Każdy czas jest dobry na miłość. Wywiad z Jolantą Kosowską
Data: 2021-11-29 10:26:31- Żyjemy za szybko, chcemy za dużo, stawiamy sobie wysoko poprzeczkę i za wszelką cenę próbujemy zrealizować swoje plany. Łatwo jest w tej gonitwie czegoś nie dostrzec, minąć się z drugim człowiekiem, przegapić swoją szansę na szczęście – mówi Jolanta Kosowska, autorka Bożonarodzeniowej księgi szczęścia.
fot. Marytka Czarnocka
Święta to najlepszy czas na miłość?
Każdy czas jest dobry na miłość. Święta również, szczególnie święta Bożego Narodzenia. Czas zwalnia, my przestajemy się spieszyć, problemy dnia codziennego oddalają się i tracą na znaczeniu. Wszystko wydaje się cieplejsze i lepsze. To magiczny czas pojednania i przebaczenia, ciepła i miłości. W Boże Narodzenie wszystko rozpoczyna się od nowa, wszystko może być szczęśliwiej, radośniej i lepiej. To wyjątkowy czas na wszystko, co dobre.
Takie przekonanie można wynieść z wielu książek, które właśnie trafiły do księgarń. Pani tymczasem w najnowszej powieści opowiada o grupce przyjaciół. Bo i przyjaźń – a może: zwłaszcza przyjaźń – istotna jest w Boże Narodzenie?
Przyjaźń jest ważna zawsze. Moi bohaterowie przyjaźnią się ze sobą od wielu lat, od czasów szkoły średniej. Skończyli różne uczelnie, wykonują różne zawody, mieszkają daleko od siebie, założyli rodziny. Czas mija, wiele zmienia się w ich życiu, ale ich przyjaźń trwa.

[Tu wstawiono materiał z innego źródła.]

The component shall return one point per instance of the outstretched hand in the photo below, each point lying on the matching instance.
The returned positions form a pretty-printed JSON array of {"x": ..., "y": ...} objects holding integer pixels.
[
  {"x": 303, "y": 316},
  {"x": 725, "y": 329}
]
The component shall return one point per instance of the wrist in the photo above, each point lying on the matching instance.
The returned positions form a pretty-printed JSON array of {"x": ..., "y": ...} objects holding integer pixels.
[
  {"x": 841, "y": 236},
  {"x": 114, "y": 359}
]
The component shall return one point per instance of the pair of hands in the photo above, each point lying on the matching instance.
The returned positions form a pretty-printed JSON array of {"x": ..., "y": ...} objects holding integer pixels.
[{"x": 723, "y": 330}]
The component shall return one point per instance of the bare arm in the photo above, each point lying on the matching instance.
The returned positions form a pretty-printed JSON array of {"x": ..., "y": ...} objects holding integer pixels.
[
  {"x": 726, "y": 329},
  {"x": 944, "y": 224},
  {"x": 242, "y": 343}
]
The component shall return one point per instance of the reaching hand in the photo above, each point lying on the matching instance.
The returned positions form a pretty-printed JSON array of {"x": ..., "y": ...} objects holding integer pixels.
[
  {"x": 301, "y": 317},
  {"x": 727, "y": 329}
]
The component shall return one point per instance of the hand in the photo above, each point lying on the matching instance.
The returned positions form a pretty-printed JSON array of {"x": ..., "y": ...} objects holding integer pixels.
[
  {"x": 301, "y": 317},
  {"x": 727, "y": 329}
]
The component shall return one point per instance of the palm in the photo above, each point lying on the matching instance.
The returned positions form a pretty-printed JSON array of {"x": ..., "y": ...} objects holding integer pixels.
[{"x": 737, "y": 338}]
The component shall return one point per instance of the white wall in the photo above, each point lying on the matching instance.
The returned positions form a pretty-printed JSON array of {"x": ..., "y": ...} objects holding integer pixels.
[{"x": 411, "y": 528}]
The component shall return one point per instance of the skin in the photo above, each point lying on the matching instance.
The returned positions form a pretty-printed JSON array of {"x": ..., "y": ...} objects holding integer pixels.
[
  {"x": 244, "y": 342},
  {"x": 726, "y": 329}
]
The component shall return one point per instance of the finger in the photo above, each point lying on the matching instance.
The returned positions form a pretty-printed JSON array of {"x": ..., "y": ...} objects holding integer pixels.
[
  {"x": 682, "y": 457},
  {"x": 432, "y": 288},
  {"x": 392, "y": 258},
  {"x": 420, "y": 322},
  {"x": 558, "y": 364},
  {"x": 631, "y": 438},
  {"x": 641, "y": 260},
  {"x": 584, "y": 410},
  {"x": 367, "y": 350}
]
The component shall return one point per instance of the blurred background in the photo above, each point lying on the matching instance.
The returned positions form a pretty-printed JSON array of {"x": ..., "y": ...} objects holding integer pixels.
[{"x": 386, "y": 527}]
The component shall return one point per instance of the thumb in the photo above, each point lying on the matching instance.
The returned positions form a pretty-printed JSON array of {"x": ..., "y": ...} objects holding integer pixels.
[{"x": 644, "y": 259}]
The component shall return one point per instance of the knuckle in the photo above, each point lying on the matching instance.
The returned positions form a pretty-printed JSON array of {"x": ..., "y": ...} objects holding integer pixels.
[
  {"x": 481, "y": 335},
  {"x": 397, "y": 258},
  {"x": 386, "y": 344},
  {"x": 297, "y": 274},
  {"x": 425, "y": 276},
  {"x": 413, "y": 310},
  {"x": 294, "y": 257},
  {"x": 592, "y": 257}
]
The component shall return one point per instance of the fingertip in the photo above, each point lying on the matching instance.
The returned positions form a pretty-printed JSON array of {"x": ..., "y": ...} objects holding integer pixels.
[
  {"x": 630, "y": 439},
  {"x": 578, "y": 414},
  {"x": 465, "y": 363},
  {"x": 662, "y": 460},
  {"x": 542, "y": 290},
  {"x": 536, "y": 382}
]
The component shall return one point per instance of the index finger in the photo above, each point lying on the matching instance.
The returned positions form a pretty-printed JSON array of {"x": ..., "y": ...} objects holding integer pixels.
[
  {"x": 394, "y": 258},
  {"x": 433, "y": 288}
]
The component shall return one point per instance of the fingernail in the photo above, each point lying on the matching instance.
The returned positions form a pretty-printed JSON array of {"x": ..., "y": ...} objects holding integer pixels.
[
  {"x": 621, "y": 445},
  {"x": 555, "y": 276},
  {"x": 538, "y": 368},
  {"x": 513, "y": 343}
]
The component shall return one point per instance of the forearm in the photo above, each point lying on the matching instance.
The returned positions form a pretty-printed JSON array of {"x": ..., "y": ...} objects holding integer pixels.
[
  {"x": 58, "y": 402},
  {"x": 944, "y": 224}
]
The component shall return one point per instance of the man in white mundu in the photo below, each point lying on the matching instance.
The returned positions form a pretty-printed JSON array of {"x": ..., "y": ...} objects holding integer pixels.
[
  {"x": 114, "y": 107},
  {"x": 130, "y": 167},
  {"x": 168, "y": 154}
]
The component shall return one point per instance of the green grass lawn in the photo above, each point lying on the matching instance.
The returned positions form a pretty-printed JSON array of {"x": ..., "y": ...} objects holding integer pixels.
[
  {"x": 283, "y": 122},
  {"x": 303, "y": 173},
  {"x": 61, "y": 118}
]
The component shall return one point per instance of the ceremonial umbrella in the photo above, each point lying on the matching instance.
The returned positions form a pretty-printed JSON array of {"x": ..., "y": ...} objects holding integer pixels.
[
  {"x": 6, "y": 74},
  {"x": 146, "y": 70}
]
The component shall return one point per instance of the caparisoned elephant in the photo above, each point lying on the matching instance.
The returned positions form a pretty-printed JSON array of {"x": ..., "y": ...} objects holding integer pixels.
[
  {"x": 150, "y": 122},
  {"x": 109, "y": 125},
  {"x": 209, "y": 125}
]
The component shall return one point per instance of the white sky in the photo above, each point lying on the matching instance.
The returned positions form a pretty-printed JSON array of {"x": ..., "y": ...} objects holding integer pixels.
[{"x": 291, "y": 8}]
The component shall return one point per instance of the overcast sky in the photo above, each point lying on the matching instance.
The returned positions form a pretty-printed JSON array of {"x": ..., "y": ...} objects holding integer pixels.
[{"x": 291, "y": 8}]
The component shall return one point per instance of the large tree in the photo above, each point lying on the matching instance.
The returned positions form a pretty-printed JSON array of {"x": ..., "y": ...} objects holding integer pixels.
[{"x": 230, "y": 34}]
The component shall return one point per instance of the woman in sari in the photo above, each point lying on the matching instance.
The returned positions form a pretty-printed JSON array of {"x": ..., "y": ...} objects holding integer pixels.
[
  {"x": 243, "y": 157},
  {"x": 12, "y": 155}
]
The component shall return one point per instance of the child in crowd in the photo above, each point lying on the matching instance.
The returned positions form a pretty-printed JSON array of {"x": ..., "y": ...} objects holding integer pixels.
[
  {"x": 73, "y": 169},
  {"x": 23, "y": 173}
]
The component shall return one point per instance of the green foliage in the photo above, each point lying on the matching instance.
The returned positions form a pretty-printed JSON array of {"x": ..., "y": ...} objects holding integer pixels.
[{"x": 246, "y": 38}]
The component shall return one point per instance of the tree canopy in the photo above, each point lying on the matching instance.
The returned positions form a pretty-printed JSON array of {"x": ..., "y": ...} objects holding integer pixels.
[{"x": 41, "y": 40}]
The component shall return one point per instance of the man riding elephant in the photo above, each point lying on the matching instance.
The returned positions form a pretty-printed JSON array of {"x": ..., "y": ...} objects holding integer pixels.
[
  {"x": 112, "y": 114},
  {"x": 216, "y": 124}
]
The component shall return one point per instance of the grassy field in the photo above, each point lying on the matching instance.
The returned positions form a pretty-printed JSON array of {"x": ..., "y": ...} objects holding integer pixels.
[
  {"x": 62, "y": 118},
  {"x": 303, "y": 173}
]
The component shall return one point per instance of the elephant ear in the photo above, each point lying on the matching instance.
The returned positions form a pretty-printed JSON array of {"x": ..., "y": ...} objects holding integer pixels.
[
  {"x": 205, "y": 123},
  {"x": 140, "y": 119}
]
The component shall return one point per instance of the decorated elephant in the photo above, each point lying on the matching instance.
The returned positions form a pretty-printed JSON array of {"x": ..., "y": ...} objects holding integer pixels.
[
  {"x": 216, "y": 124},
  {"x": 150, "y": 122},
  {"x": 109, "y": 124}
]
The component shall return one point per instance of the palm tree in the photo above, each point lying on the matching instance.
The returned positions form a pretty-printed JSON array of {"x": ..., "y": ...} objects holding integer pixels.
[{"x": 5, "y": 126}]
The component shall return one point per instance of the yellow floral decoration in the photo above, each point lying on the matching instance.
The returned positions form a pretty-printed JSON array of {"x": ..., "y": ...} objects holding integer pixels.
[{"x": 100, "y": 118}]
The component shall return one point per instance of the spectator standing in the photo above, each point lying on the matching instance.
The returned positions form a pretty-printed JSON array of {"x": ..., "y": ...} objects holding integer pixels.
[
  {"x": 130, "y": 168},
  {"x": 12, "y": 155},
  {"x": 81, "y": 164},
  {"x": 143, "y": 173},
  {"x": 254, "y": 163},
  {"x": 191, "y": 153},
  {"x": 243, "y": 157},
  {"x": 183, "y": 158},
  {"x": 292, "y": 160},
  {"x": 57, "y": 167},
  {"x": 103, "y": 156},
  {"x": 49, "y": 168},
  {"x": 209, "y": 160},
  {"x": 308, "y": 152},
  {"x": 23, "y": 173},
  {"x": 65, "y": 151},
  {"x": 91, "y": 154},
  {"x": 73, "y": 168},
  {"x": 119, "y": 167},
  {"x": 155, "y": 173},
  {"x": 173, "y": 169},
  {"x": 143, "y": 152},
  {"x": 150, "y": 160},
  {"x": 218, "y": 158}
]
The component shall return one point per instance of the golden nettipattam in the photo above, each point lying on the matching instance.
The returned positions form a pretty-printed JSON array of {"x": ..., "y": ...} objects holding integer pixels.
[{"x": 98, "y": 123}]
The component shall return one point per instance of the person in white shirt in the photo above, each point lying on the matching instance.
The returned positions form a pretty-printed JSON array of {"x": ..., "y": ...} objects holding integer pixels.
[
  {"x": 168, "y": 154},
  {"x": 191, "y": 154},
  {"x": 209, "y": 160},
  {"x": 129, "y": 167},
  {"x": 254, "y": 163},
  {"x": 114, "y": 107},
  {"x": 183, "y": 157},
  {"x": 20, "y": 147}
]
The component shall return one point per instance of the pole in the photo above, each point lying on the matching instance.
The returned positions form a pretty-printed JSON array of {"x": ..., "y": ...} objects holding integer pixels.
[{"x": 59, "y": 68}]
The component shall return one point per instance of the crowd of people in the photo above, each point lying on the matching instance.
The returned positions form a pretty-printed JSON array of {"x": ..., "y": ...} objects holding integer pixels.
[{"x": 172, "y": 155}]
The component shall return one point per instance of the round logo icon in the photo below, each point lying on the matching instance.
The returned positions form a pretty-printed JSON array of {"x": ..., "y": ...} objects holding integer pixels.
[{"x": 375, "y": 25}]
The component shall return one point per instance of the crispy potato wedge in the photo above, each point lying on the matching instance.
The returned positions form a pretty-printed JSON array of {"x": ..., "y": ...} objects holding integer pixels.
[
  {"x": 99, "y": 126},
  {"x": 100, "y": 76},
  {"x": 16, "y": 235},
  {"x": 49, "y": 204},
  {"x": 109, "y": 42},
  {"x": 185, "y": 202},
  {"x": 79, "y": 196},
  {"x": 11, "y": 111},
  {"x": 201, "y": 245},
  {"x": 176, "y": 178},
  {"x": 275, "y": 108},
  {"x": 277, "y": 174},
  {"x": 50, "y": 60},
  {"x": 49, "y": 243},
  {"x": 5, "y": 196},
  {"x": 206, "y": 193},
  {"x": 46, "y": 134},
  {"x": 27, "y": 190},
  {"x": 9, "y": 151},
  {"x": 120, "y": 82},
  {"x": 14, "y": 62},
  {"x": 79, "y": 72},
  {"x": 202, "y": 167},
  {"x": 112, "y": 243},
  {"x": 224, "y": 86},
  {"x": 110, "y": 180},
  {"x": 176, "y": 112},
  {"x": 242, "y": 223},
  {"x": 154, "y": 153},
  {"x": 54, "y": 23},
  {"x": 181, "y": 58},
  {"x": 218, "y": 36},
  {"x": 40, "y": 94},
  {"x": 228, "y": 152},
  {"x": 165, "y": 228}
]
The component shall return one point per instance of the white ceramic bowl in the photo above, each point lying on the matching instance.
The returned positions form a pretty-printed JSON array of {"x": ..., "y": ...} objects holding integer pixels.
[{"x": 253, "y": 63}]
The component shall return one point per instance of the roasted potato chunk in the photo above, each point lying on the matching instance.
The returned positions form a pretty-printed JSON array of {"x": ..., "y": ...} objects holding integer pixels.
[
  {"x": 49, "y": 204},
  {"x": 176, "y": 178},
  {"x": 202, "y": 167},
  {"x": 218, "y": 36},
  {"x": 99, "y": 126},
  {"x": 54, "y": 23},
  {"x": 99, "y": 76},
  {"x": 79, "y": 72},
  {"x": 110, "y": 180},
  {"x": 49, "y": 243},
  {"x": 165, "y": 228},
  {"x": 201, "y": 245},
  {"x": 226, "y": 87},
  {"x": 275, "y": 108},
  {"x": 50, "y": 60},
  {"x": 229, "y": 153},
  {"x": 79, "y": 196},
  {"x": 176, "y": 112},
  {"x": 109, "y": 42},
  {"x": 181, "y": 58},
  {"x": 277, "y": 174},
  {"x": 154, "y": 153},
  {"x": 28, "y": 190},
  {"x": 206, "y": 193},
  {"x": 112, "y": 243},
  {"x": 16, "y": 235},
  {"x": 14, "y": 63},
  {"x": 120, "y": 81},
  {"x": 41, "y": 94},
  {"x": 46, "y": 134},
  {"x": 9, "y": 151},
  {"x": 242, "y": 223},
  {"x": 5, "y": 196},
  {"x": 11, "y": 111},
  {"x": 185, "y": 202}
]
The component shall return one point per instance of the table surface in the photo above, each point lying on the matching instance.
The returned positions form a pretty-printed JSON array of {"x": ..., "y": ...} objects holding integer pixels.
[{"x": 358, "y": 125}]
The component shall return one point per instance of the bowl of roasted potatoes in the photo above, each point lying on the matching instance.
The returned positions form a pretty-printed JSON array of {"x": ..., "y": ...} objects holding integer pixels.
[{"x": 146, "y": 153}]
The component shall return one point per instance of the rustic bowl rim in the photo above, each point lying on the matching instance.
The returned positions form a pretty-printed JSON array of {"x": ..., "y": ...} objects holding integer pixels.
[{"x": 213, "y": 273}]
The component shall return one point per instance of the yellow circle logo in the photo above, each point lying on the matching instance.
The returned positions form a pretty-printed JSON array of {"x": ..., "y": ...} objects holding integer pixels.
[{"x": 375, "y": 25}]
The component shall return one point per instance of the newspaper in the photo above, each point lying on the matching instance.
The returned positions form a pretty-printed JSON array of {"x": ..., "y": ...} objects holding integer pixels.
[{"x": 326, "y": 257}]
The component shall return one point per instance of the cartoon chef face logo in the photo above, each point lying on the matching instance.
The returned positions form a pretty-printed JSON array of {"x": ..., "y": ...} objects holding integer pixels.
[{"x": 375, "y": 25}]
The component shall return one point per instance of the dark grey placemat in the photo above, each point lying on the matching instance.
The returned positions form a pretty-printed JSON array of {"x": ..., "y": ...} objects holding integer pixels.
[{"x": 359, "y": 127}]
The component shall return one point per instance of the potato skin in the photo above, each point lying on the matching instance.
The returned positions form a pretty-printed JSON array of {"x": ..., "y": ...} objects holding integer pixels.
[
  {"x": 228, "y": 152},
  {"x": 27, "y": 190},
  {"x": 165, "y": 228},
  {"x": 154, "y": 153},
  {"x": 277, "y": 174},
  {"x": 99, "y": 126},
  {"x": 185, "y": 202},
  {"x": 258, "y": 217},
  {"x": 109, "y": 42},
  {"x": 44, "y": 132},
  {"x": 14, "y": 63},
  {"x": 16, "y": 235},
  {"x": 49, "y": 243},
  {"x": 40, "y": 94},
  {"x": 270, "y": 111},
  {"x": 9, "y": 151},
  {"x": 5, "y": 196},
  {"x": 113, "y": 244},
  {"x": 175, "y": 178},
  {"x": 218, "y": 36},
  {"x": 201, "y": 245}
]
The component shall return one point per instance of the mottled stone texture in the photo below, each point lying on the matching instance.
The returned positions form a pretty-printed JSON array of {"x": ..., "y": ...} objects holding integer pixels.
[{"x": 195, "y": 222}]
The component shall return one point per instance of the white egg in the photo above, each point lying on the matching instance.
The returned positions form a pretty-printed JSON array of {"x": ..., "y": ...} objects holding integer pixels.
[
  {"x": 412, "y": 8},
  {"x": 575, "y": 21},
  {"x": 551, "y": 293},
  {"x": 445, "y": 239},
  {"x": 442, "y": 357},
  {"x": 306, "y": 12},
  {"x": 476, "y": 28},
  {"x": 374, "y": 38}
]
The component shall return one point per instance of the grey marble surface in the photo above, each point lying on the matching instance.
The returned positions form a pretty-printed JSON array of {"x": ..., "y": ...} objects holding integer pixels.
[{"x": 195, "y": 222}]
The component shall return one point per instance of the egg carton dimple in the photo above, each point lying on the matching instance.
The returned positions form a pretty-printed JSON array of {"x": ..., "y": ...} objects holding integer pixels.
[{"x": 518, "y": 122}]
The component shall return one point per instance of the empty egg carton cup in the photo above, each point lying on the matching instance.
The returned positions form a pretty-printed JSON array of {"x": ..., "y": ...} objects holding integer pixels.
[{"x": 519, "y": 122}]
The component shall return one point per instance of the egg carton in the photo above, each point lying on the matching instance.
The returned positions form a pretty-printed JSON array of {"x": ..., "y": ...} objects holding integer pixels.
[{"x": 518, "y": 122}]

W Bożonarodzeniowej księdze szczęścia pięcioro przyjaciół – Joanna, Maria, Lena, Rafał oraz Tomek – wzajemnie wysyła do siebie listy z okazji świąt. To chyba rzadko praktykowany dziś zwyczaj?
To prawda. Ten zwyczaj jest rzadko praktykowany, ale jest wyjątkowy i piękny. Z tradycją pisania listów bożonarodzeniowych spotkałam się w Saksonii. Te listy są pisane do przyjaciół i bliskich znajomych. Opisywane są w nich najważniejsze wydarzenia z mijającego roku, przeżycia, uczucia, emocje, plany i marzenia. Otrzymanie takiego listu jest wyróżnieniem, czymś wyjątkowym. W naszych czasach listy zostały wyparte przez krótkie informacje wysyłane przez Internet, a wyrażanie uczuć i emocji uprościły emotikony. Ale czy to aby na pewno jest dobre? Ja lubię otrzymywać listy, szczególnie bożonarodzeniowe. Lubię też je pisać.
Pewnego roku z tej tradycji pisania listów wyłamuje się Lena, przez co Rafał postanawia, mimo wszelkich przeciwności, dowiedzieć się dlaczego. Jednak chyba nie tylko brak nowego listu stanowi motywację dla bohatera?
Kiedy nie przychodzi list od Leny, niepokoją się wszyscy, ale najbardziej przerażony jest Rafał, którego kiedyś łączyło z Leną coś znacznie więcej niż przyjaźń. Minęło wiele lat, a on nadal kocha Lenę. Z dnia na dzień postanawia wyruszyć w podróż, odszukać dawną ukochaną i naprawić błędy młodości.
W przeszłości Lena i Rafał stanowili świetną parę, jednak ich drogi się rozeszły. Czasem nawet najlepszy związek może się zakończyć przez źle obrany życiowy kurs?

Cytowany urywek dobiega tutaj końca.